A Must-learn technique for protecting your back


Many of you have probably heard enough about having a correct posture to protect your back. While that is important, there is another technique that is equally important but is always being missed. Studies have pointed out that when people with lower back pain do any movement, such as lifting a heavy object, there is a delay in response in the core muscle activation as compared to a healthy back. This delayed response leads to a decrease in the stability of the lower back during spine movements, which makes them prone to injury. These core muscles refer to all the muscles that support the spine, including the abdominal muscles, back muscles, muscles between vertebrae, and more. But the good news is that we can activate our core muscles consciously and change that phenomenon with simple exercises.
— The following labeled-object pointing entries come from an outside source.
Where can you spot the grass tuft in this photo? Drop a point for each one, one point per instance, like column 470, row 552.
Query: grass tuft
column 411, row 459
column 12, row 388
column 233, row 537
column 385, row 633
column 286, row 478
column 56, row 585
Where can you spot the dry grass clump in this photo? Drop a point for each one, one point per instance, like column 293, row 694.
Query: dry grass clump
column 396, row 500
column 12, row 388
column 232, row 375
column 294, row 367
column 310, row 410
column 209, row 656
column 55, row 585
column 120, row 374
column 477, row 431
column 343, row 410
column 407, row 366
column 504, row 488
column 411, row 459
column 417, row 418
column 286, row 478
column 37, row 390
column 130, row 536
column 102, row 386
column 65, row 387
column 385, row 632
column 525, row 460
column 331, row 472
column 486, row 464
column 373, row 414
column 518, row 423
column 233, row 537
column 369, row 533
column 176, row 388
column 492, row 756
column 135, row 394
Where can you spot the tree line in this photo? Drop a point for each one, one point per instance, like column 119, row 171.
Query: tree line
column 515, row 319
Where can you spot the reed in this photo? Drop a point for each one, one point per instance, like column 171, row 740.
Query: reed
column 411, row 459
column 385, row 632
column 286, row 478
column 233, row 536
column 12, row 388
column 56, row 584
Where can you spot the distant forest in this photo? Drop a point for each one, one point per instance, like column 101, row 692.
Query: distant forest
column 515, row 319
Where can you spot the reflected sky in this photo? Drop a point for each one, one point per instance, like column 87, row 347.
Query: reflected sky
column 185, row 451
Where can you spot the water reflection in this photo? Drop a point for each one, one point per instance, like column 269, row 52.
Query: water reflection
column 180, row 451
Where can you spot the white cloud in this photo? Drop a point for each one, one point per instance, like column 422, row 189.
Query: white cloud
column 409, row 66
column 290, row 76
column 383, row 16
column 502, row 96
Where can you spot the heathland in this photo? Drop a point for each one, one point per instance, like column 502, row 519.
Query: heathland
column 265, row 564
The secret to protecting your lower back is to know how to contract your core muscles slightly and keep your lower back straight before doing any movement!


How to contract the core muscles?

Imagine your abs are about to get punched, we usually contract the core a little bit hoping to reduce the force of the punch, and that is what we need to practice before each move. You do not need to contract too tight, because studies have shown that we only need 10% of the contraction to increase the stability of the lower back, and thus provide protection.


Now that you know the secret tip for providing support to your spine, it's time to apply it! Here are some exercises we can do to practice.


1. Lifting Technique

- First use the secret tip: Contract the core muscles

- Squat: Bend your knees and hips to get closer to the object. When practicing this step, you can place your hands on your lower back to feel your spine and make sure your lower back is not bent.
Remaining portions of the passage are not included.